Investigators also performed subgroup analysis on BRCA-positive participants, homologous replication deficiency (HRD)-positive and BRCA-negative participants, and HRD-negative participants. They found that the most significant PFS survival benefit was among those with BRCA mutations. Notably, 70.9% of patients in the niraparib group required dose reduction and 12% discontinued due to AEs.

Finally, Bohnenkamp compared the trials of olaparib and niraparib and for which patient populations they might work best. Olaparib is approved for patients with BRCA1/2 mutations and the SOLO-1 trial consisted of 15% of patients with stage IV disease, 35% who had received neoadjuvant chemotherapy, and a 96.2% dose intensity. It had a median PFS of 56 months.
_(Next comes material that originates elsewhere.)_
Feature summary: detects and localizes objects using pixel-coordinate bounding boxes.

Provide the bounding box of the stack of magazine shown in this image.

Alternatively, the PRIMA trial of niraparib included patients regardless of BRCA or HRD status and had 35% with stage IV disease, 67% who had received neoadjuvant chemotherapy, and a 63% dose intensity. It had a 21.9-month median PFS in the HRD subgroup and a 13.8 month median PFS in the overall patient population.

Based on these findings, Bohnenkamp said clinicians should consider whether the treatment is for frontline or recurrent use, the patient’s tumor mutational characteristics, whether they have had previous exposure to bevacizumab, and the AE profile of the drugs. Pharmacists can play an important role by closely monitoring patients, including conducting follow-ups between provider visits.

REFERENCE

Bohnenkamp C. Approaches to Maintenance Treatment for Ovarian Cancer: Single Agent PARP Inhibitor or Combination? Presented at: Hematology/Oncology Pharmacy Association virtual 2021 conference; April 14, 2021. Accessed April 15, 2021.